CREATE TABLE categories (
    id INT PRIMARY KEY,
    name VARCHAR(100),
    parent_id INT,
    FOREIGN KEY (parent_id) REFERENCES categories(id)
);

INSERT INTO categories VALUES 
(1, 'Electronics', NULL),
(2, 'Laptops', 1),
(3, 'Gaming Laptops', 2),
(4, 'Workstation Laptops', 2),
(5, 'Smartphones', 1),
(6, 'Android', 5);

Querying the Tree with Recursive CTEs

If you wanted to find the full path for 'Gaming Laptops', you would previously need to know the depth of the tree beforehand. With a Recursive CTE, MySQL handles the recursion for you. A recursive CTE consists of two parts: the anchor member (the starting point) and the recursive member (the logic that finds the next level).

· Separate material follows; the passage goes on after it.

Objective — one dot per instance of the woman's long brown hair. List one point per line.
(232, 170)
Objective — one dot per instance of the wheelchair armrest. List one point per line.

Here is how to generate a full breadcrumb path for every category:

WITH RECURSIVE category_path (id, name, path) AS (
    -- Anchor member: Start with top-level nodes
    SELECT id, name, CAST(name AS CHAR(255))
    FROM categories
    WHERE parent_id IS NULL
    
    UNION ALL
    
    -- Recursive member: Join the CTE back to the table
    SELECT c.id, c.name, CONCAT(cp.path, ' > ', c.name)
    FROM category_path cp
    JOIN categories c ON cp.id = c.parent_id
)
SELECT * FROM category_path ORDER BY path;

Why This Matters

Using Recursive CTEs offers several advantages over older methods like Nested Sets or Materialized Paths:

  • Data Integrity: You only need a simple parent_id column, making inserts and moves very easy.
  • Readability: The logic of the traversal is contained within the SQL query rather than scattered across application code.
  • Performance: MySQL optimizes these recursions, making them significantly faster than multiple individual queries for each level.

Calculating Depth

Sometimes you need to know how deep an item is in the hierarchy (e.g., for styling indentation). You can easily add a level counter to your CTE:

WITH RECURSIVE category_depth AS (
    SELECT id, name, 0 AS level
    FROM categories
    WHERE parent_id IS NULL
    
    UNION ALL
    
    SELECT c.id, c.name, cd.level + 1
    FROM category_depth cd
    JOIN categories c ON cd.id = c.parent_id
)
SELECT * FROM category_depth;

This approach allows you to scale your hierarchy to any depth without changing your database schema or writing complex loops in your backend language. It is a robust solution for any developer working with relational data that isn't strictly flat.